Ein Schüler mit einem Corona-Schnelltest an einer Berliner Grundschule. Foto: Christoph Soeder/dpa/dpa

Zu Jahresbeginn 2021 wurden fast alle Schüler im Distanzunterricht unterrichtet. Nur für Abschlussklassen gab es Ausnahmen. Am 22. Februar 2022 gab es dann zunächst wieder Unterricht an den Grundschulen. Später wurde das auch auf die anderen Klassenstufen ausgeweitet. Mehrfach wurde nochmals die Präsenzpflicht aufgehoben oder Distanzunterricht angeordnet. Ab dem 7. März 2022 galt wieder für alle Schulstufen eine Präsenzpflicht für den Unterricht. Voraussetzung war: Jeder Schüler sowie alle an der Schule Beschäftigten mussten dreimal pro Woche einen negativen Corona-Test nachweisen. Vollständig Geimpfte und Genesene waren von der Testpflicht befreit.

Vom 15. April 2021 bis zum 30. April 2022 gab es in Brandenburg eine Corona-Testpflicht an Schulen. Zeitweise musste täglich getestet werden.

Landespolitikerin: „Habe gefühlt 100 Mal gehört: ‚Ich kann mich nicht erinnern‘“

Christine Wernicke (BVB/Freie Wähler) zeigte sich „sehr überrascht“, wie wenig Mülhens-Hackbarth zu den Positionen des Landesschulbeirates zu den Corona-Maßnahmen sagen konnte. „Ich habe gefühlt 100 Mal gehört: ‚Ich kann mich nicht erinnern‘.“ Die Corona-Pandemie und die Maßnahmen für die Schüler seien etwas ganz Einschneidens gewesen. Da sollte man sich doch auch gut an die Zeit erinnern können, so die Abgeordnete nach der Sitzung.

Dass jemand so viele Fragen nicht beantworten konnte, sei bei noch keinem Zeugen vorgekommen. „Das ist schon sehr merkwürdig“, so Wernicke.

Der Corona-Untersuchungsausschuss am Brandenburger Landtag.
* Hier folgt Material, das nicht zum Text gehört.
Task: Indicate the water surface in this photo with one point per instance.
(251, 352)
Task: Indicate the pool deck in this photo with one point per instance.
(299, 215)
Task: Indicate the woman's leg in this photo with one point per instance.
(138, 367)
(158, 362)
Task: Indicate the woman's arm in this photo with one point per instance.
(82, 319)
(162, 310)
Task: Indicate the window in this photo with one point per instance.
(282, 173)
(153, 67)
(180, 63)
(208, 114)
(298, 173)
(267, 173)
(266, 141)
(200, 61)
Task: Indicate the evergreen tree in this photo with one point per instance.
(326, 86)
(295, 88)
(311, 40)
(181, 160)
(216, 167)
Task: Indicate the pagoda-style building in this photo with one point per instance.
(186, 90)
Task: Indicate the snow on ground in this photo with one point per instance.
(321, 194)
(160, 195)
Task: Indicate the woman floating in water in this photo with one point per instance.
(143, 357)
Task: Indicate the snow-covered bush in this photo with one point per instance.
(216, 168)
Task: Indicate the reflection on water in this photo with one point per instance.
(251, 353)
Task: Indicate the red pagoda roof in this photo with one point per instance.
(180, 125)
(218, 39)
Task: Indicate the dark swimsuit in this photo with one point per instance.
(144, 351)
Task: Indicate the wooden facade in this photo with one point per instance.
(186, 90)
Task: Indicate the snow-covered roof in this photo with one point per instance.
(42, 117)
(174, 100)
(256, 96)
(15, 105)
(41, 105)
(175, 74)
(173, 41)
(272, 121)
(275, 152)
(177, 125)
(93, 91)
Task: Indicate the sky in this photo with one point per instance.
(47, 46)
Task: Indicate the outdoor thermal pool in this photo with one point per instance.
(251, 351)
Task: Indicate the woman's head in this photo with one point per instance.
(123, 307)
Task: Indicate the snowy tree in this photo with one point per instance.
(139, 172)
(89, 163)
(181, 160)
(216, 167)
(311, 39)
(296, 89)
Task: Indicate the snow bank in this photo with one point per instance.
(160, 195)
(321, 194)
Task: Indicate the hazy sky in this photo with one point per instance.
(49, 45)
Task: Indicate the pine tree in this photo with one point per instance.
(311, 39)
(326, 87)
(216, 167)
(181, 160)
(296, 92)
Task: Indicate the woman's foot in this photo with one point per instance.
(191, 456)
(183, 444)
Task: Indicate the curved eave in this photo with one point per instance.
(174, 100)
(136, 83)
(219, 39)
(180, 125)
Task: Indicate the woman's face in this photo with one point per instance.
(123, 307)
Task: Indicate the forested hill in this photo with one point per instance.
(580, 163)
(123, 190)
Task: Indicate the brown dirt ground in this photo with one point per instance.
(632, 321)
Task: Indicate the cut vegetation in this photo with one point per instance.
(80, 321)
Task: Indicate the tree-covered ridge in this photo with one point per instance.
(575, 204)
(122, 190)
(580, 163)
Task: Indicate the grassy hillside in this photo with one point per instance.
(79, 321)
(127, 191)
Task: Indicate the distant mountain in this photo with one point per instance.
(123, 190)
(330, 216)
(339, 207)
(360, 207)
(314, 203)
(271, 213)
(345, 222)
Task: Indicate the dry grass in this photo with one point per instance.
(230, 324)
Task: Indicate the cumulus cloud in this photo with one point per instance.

Foto: Matthias Kehrein/Epoch Times

Die Ausschussmitglieder ihrer Fraktion werden noch Beweisbeschlüsse stellen. Zum Zwischenbericht wird ihre Fraktion „auf alle Fälle“ ein Sondervotum schreiben, „mit unserer Sicht auf die Antworten aus dem Untersuchungsausschuss“. In der neuen Legislaturperiode wird es dann mit dem Corona-Untersuchungsausschuss weitergehen, kündigte Wernicke an.

Der brandenburgische Corona-Ausschuss kam auf Initiative der AfD-Landtagsfraktion zustande.